Anyway, Tom had no intention of owing a hospital and especially no intention of dying before he could get the necessary surgery. Nursing staff asked me to intervene before Tom decided to walk away AMA. (Against Medical Advice.)
Tom and I immediately established a report. His job was installing airport computer systems. Known by my friends as the “techie chaplain,” I found great interest in what he did. I valued his work and talked about what protecting the lives of thousands of passengers must mean.

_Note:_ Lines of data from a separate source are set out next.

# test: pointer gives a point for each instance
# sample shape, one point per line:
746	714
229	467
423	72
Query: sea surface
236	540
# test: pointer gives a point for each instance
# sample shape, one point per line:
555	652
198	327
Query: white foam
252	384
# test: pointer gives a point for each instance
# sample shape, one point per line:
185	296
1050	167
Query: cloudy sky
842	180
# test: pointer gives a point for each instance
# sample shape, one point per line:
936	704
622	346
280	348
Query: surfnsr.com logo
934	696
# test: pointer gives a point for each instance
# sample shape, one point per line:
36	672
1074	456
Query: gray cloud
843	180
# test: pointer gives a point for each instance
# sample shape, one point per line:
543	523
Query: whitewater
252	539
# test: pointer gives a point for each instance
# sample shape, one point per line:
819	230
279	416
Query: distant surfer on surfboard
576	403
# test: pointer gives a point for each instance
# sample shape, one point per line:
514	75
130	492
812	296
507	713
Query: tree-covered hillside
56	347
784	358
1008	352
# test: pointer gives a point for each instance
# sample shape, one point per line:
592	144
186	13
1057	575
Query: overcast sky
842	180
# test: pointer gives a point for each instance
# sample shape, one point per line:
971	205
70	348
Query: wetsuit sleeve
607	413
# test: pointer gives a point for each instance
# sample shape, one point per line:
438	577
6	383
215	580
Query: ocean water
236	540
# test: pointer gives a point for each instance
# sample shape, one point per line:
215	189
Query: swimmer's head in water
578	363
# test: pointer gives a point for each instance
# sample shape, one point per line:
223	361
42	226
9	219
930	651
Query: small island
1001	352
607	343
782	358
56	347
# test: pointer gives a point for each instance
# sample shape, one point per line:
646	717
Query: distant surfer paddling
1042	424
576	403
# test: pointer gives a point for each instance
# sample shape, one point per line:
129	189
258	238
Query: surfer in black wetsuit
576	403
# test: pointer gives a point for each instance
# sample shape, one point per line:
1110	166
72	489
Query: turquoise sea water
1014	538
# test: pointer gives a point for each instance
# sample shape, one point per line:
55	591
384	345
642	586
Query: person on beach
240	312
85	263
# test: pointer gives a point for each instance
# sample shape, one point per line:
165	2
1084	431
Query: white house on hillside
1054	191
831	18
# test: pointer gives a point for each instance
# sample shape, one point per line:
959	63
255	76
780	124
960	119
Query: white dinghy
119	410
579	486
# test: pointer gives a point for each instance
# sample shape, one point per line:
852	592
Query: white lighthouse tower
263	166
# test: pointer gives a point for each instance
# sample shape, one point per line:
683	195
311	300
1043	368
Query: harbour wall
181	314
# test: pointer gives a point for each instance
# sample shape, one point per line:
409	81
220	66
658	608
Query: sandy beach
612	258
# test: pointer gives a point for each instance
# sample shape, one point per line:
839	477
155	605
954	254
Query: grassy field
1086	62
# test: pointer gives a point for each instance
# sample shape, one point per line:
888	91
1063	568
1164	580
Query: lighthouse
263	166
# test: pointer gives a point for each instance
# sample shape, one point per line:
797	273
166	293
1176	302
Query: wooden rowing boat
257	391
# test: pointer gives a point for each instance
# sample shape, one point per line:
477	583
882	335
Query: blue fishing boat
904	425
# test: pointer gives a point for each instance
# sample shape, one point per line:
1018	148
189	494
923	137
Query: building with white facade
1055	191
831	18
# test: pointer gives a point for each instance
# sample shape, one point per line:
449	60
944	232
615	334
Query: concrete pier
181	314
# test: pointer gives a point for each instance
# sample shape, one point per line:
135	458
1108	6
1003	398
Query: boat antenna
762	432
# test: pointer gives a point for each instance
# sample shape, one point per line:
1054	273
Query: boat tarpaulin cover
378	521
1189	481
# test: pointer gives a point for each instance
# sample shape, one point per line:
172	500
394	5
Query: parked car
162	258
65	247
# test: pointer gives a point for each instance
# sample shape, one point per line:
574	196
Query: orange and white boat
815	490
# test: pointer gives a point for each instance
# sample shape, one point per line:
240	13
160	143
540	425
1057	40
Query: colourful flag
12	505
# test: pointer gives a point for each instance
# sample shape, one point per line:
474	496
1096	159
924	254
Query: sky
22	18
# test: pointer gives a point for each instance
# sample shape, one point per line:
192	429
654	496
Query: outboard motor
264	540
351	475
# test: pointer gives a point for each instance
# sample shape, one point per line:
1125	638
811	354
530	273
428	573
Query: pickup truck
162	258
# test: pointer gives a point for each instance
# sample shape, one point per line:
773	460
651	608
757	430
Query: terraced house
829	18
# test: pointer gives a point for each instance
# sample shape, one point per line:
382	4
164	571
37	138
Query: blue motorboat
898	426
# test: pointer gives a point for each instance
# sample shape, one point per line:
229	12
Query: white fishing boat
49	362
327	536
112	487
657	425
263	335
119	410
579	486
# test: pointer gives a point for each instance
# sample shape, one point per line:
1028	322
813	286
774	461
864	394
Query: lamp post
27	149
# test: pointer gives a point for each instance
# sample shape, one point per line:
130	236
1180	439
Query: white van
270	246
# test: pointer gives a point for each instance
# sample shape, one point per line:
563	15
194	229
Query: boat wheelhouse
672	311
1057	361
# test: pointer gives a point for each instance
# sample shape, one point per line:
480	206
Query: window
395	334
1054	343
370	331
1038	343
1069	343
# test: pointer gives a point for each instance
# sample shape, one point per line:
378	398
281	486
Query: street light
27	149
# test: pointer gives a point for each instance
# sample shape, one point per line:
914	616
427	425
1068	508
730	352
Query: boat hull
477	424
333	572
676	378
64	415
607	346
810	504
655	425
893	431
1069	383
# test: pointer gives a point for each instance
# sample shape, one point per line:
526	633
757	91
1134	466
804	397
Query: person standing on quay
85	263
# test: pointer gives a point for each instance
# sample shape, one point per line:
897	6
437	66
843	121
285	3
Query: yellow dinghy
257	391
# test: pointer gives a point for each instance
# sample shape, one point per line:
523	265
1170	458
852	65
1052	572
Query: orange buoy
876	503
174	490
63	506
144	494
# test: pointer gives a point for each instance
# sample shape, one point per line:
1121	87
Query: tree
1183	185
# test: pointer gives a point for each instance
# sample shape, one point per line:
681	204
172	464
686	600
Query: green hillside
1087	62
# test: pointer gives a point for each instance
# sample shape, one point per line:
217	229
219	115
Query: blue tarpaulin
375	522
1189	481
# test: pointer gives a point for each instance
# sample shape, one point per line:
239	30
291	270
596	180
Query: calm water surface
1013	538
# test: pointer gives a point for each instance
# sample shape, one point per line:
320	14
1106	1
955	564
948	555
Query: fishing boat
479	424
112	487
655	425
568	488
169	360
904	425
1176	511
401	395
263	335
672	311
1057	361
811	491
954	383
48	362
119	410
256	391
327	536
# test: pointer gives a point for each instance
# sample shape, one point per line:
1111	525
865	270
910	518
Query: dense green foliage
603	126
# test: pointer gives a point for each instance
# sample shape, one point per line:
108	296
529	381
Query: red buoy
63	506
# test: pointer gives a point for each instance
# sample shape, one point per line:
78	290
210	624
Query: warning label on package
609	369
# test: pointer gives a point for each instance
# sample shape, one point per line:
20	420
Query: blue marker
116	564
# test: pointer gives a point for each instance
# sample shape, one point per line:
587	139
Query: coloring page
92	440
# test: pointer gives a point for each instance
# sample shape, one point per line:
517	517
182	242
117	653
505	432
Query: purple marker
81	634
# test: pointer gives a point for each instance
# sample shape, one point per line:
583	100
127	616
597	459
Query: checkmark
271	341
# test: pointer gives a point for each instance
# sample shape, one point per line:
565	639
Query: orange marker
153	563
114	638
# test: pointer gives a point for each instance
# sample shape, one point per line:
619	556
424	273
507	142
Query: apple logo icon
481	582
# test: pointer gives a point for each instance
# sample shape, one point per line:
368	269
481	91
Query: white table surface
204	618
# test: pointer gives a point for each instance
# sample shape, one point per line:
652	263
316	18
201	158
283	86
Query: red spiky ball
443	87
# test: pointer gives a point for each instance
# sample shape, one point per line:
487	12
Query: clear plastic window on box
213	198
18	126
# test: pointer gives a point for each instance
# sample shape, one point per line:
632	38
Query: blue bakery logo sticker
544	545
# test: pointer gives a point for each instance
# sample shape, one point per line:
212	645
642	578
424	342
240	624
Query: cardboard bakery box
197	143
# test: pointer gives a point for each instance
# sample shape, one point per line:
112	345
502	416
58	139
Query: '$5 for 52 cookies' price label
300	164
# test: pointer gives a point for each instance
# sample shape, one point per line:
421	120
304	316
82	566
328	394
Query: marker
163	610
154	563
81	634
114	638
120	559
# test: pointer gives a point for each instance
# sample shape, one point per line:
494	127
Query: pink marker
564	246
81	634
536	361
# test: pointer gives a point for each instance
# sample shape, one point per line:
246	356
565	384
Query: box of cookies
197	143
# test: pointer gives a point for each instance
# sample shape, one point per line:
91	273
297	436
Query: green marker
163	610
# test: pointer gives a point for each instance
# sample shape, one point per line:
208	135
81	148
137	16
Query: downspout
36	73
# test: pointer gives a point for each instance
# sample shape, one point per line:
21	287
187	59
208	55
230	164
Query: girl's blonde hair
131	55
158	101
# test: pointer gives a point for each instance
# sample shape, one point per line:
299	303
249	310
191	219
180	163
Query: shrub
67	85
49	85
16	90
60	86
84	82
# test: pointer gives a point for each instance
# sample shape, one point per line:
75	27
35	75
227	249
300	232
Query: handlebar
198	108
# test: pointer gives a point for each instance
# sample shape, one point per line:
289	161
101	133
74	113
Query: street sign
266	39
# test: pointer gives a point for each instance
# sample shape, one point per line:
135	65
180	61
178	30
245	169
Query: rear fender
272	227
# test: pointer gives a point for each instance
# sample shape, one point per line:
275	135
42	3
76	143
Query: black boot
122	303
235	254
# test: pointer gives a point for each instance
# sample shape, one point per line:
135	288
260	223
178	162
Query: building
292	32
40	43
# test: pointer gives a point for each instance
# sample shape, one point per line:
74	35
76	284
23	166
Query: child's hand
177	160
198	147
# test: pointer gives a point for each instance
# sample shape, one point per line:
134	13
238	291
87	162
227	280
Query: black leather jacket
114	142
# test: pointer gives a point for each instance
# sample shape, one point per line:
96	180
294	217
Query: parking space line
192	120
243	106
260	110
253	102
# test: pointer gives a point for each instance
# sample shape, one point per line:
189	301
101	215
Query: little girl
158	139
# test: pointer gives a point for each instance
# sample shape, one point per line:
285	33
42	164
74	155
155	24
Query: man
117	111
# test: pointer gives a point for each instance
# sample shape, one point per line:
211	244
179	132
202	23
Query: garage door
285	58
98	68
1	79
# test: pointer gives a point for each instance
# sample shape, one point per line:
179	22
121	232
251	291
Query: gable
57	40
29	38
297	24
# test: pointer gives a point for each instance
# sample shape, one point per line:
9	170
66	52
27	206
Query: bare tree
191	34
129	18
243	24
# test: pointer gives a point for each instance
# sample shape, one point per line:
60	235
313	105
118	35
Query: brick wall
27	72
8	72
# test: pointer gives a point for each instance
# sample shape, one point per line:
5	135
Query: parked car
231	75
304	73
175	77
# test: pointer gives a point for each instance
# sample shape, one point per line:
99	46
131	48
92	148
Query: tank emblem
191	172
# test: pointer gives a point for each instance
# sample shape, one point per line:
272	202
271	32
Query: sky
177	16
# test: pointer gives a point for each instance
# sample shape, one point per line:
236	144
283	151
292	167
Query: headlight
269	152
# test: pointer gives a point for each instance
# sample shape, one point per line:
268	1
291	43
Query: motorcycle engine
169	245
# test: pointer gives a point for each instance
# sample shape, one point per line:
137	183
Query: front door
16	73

Over the next few hours, Tom began to revive his own vision on how he fit into this world. Suddenly he became more aware of his responsibility to his part in this world as well as to his family. He decided to stay for the surgery.
A few days after his surgery, I found him in his room with medical staff gathered around him doting on his miraculous recovery. That’s when he began introducing me as the person who saved his life.
At the time, it felt embarrassing, but now, I see he was just trying to reflect back to me the lesson we had both discovered that day – our work had rewards. We both fit into a larger picture of what God was trying to do in our world.
The Ecclesiastes passage compares our works with the way God works. Everything God creates becomes beautiful in its own time. The writer asks the question how can we know what good will come out of work after we die? It seems as though he is saying only God can know. Sometimes, we are blessed with a small peek at the good things our work has brought, but much of the time we won’t know.
It may have to simply be good enough to understand that he has put eternity in our hearts. That means that we have the ability to know that our works can live beyond the finite line that we draw for our lives and it can encircle a larger more infinite universe and return to bless the lives of the many.